QOI (Quite OK Image Format) is a strong candidate for lossless screen grabs: it encodes and decodes in a single pass with no external dependencies, performs well on content with large uniform regions (UIs, text, diagrams), and the reference implementation is a single `.h` file. Output is larger than JPEG but decode is simpler and there is no quality loss. Worth benchmarking against JPEG at high quality settings for screen content.

## ZSTD over Raw Pixels

ZSTD at compression level 1 is extremely fast and can achieve meaningful ratios on screen content (which tends to be repetitive). No pixel format conversion is needed — capture raw, compress raw, decompress raw, display raw. This avoids any colour space or chroma subsampling decisions and is entirely lossless. The downside is that even compressed, the payload is larger than JPEG for photographic content; for UI-heavy screens it can be competitive.

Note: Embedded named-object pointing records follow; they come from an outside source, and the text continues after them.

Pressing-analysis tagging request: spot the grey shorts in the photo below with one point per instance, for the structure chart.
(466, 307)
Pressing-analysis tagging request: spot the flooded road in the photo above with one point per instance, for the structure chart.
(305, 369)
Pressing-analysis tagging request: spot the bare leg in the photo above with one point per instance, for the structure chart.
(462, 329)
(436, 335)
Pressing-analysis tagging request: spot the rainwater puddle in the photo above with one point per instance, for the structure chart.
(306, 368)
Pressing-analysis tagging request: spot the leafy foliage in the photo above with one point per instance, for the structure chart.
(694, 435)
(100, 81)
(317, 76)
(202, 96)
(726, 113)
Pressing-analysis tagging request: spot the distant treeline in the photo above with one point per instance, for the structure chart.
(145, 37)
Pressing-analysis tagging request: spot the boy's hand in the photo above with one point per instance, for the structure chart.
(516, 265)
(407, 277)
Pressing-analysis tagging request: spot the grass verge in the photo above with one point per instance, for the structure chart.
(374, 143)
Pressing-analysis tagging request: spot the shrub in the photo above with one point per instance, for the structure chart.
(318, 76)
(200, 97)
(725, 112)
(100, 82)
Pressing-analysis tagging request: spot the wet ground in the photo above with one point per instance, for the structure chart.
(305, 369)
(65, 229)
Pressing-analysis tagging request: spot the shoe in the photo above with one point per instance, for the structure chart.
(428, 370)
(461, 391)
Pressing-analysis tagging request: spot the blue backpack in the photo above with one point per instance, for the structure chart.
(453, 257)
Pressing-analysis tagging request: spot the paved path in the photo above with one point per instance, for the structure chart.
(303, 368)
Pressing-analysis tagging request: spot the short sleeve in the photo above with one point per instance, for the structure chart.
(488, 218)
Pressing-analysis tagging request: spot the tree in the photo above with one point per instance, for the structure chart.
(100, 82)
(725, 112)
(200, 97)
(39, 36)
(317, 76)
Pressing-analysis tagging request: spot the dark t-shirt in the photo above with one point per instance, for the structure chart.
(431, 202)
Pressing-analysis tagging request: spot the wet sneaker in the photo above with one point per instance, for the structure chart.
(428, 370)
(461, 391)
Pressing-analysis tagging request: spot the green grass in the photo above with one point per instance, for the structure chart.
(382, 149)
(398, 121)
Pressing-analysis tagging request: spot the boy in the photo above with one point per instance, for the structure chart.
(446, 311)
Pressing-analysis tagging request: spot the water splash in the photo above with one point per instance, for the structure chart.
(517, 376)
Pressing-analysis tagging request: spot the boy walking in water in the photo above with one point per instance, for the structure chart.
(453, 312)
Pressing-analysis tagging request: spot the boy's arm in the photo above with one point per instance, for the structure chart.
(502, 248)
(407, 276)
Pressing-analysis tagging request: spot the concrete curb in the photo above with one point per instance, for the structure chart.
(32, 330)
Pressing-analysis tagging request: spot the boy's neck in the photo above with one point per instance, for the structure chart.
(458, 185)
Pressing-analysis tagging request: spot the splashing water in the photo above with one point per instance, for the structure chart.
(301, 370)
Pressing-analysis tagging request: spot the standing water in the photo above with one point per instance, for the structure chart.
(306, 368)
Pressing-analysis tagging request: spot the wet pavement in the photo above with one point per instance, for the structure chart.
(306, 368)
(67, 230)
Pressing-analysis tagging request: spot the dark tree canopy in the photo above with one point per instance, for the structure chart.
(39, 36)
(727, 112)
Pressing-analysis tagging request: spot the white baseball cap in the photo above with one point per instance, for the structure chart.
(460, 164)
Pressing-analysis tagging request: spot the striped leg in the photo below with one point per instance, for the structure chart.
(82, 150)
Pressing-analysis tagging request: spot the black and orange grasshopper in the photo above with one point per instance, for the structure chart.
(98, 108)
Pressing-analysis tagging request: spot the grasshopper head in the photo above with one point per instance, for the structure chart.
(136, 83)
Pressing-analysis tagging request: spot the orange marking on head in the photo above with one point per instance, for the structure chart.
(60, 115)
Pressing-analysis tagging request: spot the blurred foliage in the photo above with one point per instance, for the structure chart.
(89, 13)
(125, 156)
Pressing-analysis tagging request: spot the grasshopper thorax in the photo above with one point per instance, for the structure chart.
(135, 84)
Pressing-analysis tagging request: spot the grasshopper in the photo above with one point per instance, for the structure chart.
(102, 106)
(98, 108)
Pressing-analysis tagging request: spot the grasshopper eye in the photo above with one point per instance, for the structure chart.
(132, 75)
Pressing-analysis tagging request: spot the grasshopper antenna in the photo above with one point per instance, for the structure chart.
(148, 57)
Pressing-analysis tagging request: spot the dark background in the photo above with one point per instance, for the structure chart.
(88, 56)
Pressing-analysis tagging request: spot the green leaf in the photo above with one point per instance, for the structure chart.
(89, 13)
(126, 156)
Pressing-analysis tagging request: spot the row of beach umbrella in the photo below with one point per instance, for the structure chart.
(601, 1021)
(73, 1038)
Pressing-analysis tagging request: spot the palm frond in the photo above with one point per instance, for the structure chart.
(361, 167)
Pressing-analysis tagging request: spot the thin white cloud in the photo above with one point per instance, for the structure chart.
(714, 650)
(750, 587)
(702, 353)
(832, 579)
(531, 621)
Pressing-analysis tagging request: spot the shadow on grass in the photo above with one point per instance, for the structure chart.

## VA-API (Hardware H.264 Intra)

Intra-only H.264 via VA-API gives very high compression with GPU offload. This is the most complex option to set up and introduces a GPU dependency, but may be worthwhile for high-resolution grabs over constrained links. Deferred until simpler codecs are validated.

## ffmpeg Backend

ffmpeg (via libavcodec or subprocess) is a practical escape hatch that gives access to a large number of codecs, container formats, and hardware acceleration paths without implementing them from scratch. It is particularly useful for archival formats where the encode latency of a more complex codec is acceptable.

**Integration options:**

- **libavcodec** — link directly against the library; programmatic API, tight integration, same process; introduces a large build dependency but gives full control over codec parameters and hardware acceleration (NVENC, VA-API, VideoToolbox, etc.)
- **subprocess pipe** — spawn `ffmpeg`, pipe raw frames to stdin, read encoded output from stdout; simpler, no build dependency, more isolated from the rest of the node process; latency is higher due to process overhead but acceptable for archival paths where real-time delivery is not required

The subprocess approach fits naturally into the completeness output path of the relay: frames arrive in order, there is no real-time drop pressure, and the ffmpeg process can be restarted independently if it crashes without taking down the node. libavcodec is the better fit for low-latency encoding (e.g. screen grab over a constrained link).

**Archival formats of interest:**

| Format | Notes |
|---|---|
| H.265 / HEVC | ~50% better compression than H.264 at same quality; NVENC and VA-API hardware support widely available |
| AV1 | Best open-format compression; software encode is slow, hardware encode (AV1 NVENC on RTX 30+) is fast |
| FFV1 | Lossless, designed for archival; good compression for video content; the format used by film archives |
| ProRes | Near-lossless, widely accepted in post-production toolchains; large files but easy to edit downstream |

The encoder backend is recorded in the `origin` field of `stream_open` — the receiver cares only about `format`, not how the bytes were produced. Switching from a subprocess encode to libavcodec, or from software to hardware, requires no protocol change.